En outre, choix de mise en scène à l’esthétique extrême, on ne comprendra par exemple pas forcément tous les choix de lumière, parfois surréaliste du film, mais qui procure un charme à ce polar proche d’une pièce de théâtre. L’aspect réduit des espaces est sans doute a imputer au financement réduit du film mais contribue pleinement à l’étrange ambiance qu’il s’en dégage.
Les deux comédiennes parfaites de jeu évoluent idéalement dans l’univers du réalisateur et se parent plus de sensualité que de sexualité clichée. Passion reflète alors pleinement les obsessions du metteur en scène dans sa grammaire cinématographique retrouvée et propre à lui-même. Sans faire totalement oublier le film d’Alain Corneau dont Passion « serait » le remake, Brian De Palma fait un retour séduisant dans le genre qui l’a vu grandir cinématographiquement. De là à dire que le film est d’une qualité indiscutable il y a un fossé à franchir mais on retrouve avec plaisir le charme de ses films les plus maîtrisés, il y a donc des années.
L’avis de Fabien
Pour son retour aux affaires 7 ans après le théorique et raide Redacted, Brian de Palma a choisi le remake du thriller du regretté Alain Corneau, Crime d’amour.
Pour Passion De Palma a engagé deux jeunes actrices hype Rachel Mc Adams et Noomi Rapace et amplifié le côté murder mystery par rapport au film de Corneau qui jouait de manière troublante sur la différence d’âge entre la supérieure jouée par l’excellente Kristin Scott Thomas et son objet de désir pervers, sa piquante jeune employée (Ludivine Sagnier).
La première partie, avec sa photographie blafarde et ses plans désincarnés pose les bases d’un univers froid et lisse où circulent les désirs inavoués, les jalousies rampantes, les mensonges et autres coups-bas perfides. Dans ce royaume des faux-semblants et de la recherche du pouvoir à tout prix, De Palma intensifie la circulation du désir en ajoutant au matériau de départ un troisième personnage féminin, une rousse sexy aux côtés de la blonde glaciale et de la brune effacée comme il multiplie les affrontements entre ses dames à coups de vidéos interposés en utilisant différentes sources d’images (images de Skype, caméras de surveillance, smartphones…).

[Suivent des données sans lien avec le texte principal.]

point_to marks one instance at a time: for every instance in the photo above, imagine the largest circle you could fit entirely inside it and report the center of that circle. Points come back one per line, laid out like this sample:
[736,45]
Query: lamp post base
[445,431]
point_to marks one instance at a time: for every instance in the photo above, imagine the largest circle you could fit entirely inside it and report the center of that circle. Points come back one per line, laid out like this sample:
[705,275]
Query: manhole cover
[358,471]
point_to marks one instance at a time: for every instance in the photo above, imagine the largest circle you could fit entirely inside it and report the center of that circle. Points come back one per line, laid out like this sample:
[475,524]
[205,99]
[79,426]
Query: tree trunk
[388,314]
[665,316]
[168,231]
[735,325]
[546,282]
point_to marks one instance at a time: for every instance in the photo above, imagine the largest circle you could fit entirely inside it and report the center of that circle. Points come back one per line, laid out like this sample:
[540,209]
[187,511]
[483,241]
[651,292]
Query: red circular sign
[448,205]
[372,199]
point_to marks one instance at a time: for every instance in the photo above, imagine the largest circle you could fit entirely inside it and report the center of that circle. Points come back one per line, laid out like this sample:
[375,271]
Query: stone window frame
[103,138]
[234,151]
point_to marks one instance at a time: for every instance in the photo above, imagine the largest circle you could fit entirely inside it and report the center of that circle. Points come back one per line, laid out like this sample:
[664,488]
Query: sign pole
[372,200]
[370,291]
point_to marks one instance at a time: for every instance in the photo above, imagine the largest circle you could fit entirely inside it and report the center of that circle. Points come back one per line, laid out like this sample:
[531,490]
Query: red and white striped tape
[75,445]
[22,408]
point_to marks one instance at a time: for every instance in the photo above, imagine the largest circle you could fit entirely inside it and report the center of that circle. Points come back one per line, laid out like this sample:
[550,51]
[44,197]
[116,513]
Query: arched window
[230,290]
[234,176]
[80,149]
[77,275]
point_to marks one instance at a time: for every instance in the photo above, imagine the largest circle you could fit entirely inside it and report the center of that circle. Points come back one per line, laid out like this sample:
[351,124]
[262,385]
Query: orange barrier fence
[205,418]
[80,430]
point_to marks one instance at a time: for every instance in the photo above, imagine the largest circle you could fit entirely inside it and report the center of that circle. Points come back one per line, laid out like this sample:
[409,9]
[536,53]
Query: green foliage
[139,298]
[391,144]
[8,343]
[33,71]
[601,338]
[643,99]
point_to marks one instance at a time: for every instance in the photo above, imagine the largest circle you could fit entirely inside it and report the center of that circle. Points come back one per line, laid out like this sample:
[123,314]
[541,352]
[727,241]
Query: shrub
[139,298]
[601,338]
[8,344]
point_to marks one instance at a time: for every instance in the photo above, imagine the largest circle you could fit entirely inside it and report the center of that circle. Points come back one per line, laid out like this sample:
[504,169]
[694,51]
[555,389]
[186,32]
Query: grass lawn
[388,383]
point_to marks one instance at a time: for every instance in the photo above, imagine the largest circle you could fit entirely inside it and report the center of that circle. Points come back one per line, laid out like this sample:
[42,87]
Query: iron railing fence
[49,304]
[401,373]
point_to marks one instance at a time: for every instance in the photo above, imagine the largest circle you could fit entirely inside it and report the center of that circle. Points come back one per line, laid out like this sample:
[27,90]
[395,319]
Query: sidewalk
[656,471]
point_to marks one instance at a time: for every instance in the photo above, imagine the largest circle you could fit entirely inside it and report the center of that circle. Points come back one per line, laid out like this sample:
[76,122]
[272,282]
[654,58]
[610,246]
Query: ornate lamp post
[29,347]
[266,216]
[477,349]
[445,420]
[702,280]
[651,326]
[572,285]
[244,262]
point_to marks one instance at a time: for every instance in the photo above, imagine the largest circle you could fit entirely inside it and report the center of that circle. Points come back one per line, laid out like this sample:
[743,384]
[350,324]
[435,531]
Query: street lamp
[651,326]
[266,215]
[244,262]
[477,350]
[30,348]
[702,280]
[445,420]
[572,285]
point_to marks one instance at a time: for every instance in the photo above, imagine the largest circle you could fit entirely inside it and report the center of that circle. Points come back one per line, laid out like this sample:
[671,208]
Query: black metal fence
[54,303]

Le côté théâtral de la première partie, des décors sans âme, des personnages masculins filmés comme des pantins et un érotisme chic très poseur est quelque peu déroutant avec son rythme émollient et sa mise en scène fonctionnelle. Mais avec le pic dramatique du crime passionnel, la machine s’emballe de belle manière, De Palma s’amuse avec le split screen (superbe montage de la séquence du meurtre entre reposante chorégraphie dansée et éclair de violence du giallo), les décadrages et les rêves emboîtés où rêve et fantasme se mélangent.
Les thématiques chères au réalisateur de Body double et Obsession comme le voyeurisme, le double se déploient alors avec force dans une narration flottant entre intrigue policière et fantastique : nous retrouvons alors dans cette dernière demi-heure aux fulgurances visuelles avec puissance opératique et imagerie surréaliste le De Palma des meilleurs jours et son cinéma maniériste et paranoïaque vers lequel cet intrigant et trouble Passion nous ramène avec un plaisir jubilatoire.
Test blu-ray
Le master est sans faille avec une image au piqué acéré et une tonalité assez terne puis plus contrastée dans la partie policière fidèle aux choix du directeur de la photo de Pedro Almodovar, José Luis Alcaine. Les pistes 5.1 DTS-HD master audio restituent avec efficacité dialogues, bruitages sonores et musique de Pino Donaggio.
Bonus
Au rayon bonus de cette édition blu-ray éditée par Universal malheureusement pas grand chose à se mettre sous la dent : un rapide making-of promo avec interviews de l’équipe (6′) et une bande-annonce.